Saturday, April 08, 2006

Cold Race Day

Race day was cold. Around 30°, and not a dry kind of cold, but that high humidity, dank coldness that goes through to the bone. I had considered running in shorts today, but changed my mind when I got to the race.

the race was a 5k, with the first 1.25 miles on a road, and the rest of the race on the Erie Canal towpath. Nice and flat, fast, mostly gravel with some asphalt.

I went out too fast. My first mile was in 6:00. I had been planning to run this race as a training run--finish in about 24:00, keep the pace nice and steady. Electra, who went with me to the race, told me I wouldn't be able to do it, that I would get too competitive (she's seen me race before), and she was right. My friend Andy passed me at the mile point. Last year at this same race, I beat him by about 5 seconds. This year, I didn't catch him after he passed me.

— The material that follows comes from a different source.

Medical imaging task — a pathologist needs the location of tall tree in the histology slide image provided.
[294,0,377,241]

I'm not sure what my second mile was in, because mile 2 was not marked. There was a water stop on the canal towpath, but I think it was closer to 2.5k than to 2 miles. They weren't giving out too many bottles of water today. I think maybe a coffee stop might have been better.

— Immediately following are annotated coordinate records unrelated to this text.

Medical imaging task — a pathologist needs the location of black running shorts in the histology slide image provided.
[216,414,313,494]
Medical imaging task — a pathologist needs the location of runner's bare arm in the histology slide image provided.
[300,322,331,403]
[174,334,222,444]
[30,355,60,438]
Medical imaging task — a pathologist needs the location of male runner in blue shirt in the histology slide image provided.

I finished the race in 21:32, too fast. Not many people say that about their races, but I really wanted to run this as a training run, and not as a race. My average pace was under 7:00, but removing that first mile, it works out to around 8:00/mile, so it appears that the shock of seeing a 6:00 mile settled me down into the pace I wanted to run for today.

Andy finished about 45 seconds ahead of me, and there were four people in our (45-49) age group that finished in the age group. I'm not sure what my place in the race overall was, but I was eleventh in our age group.

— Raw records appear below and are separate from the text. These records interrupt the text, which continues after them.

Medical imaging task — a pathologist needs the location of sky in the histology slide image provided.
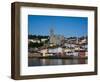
[28,15,88,37]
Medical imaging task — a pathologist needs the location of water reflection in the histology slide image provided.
[28,58,87,66]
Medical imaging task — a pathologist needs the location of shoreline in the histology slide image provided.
[28,56,88,59]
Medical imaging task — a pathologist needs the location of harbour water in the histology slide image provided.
[28,58,88,66]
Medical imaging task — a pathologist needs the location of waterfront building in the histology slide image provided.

This race would not have been a good one for a slower (9:00/mile) runner. the sheriff's car which was supposed to do traffic control for the first 1.25 miles never showed up. After waiting nearly ten minutes for the deputy to arrive, the race director decied to go ahead with the race. Course marshals did a pretty good job of keeping cars back, but they have no legal authority, and a few people ignored them. I saw one man a the race today who is a 12:00+ miler, and I'm sure that the course marshals couldn't hold the traffic back by that point.

There's another 5K race in April that runs in roughly the same area, and I'm considering runing that one. I may not, though. roughly half of the first mile is uphill, with some flat stretches. The rest of the raceis flat, like a tabletop, until about 2.5 miles, then downhill and up one more short uphill to the finish.